Leasing activity for cannabis-related uses was substantially less than sales activity. Most building owners have loans secured through federally insured banks. Because federal law classifies cannabis as a schedule 1 narcotic, properties involved in cannabis operations are at risk — in the worst-case scenario — of seizure.

Some of the notable industrial-space transactions of 2016 involved cannabis. The largest was the sale of 150,000 square feet in six former Viavi — previously, OCLI and JDSU — buildings to CannaCraft for almost three times the most previous sale price less than a year earlier in April 2015. CannaCraft also leased 34,000 square feet of office and manufacturing space on Circadian Way just prior to purchasing the Viavi buildings.

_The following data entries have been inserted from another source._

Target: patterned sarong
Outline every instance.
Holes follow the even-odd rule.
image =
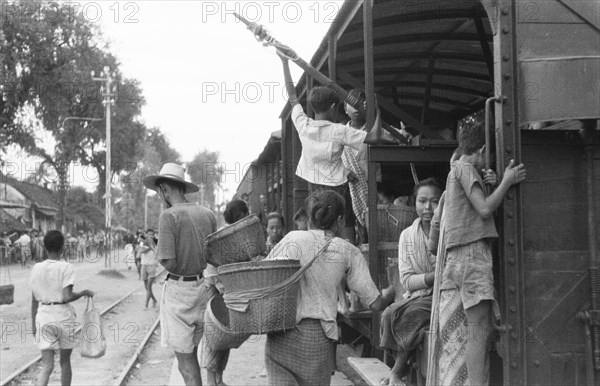
[[[441,289],[446,265],[444,220],[442,212],[431,308],[427,386],[461,386],[468,383],[467,315],[463,309],[459,290]],[[489,373],[489,356],[486,358],[485,366]]]
[[[269,384],[329,385],[334,344],[316,319],[303,319],[291,331],[268,334],[265,364]]]
[[[439,303],[436,385],[465,385],[467,383],[467,316],[460,292],[442,290]]]
[[[433,286],[431,327],[427,358],[427,386],[464,385],[467,383],[466,324],[460,293],[441,290],[446,264],[444,237],[445,213],[442,212],[440,240]]]
[[[367,209],[369,208],[369,204],[367,202],[369,184],[366,174],[354,156],[354,152],[354,149],[344,148],[344,151],[342,152],[342,162],[346,169],[356,175],[356,181],[348,181],[348,186],[350,187],[350,197],[352,197],[352,210],[354,211],[354,215],[356,216],[358,223],[363,227],[366,227],[366,213]]]

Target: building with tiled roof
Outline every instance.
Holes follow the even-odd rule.
[[[26,230],[25,225],[0,208],[0,232],[13,233]]]
[[[6,223],[2,217],[3,226],[15,226],[15,219],[24,228],[44,232],[57,226],[59,205],[54,192],[29,182],[0,176],[0,209],[10,216]]]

Another sizable cannabis deal was the leasing of 23,000 square feet to Washington state–based Marley Naturals for a packaging and distribution operation at 975 Corporate Center Parkway in Santa Rosa. There were three other cannabis-related industrial-space sales in the county last year, averaging 24,600 square feet each, plus one of 65,000 square feet near Charles M. Schulz–Sonoma County Airport.

The owner of 975 Corporate Center also leased space to several non-cannabis users last year, bringing deal-making there to almost 59,000 square feet. Such leases included 22,949 square feet to All American Containers for bottle and glass storage and an additional 12,807 square feet to Della Toffola.

Momentum in the cannabis sector accelerated through the end of the year and into 2017, with the county of Sonoma’s drafting ordinance language for cannabis uses. Outdoor cultivation, greenhouses, indoor cultivation and other uses would be directed into the industrial, diverse agriculture and agriculture zones and away from rural-residential (RR) areas.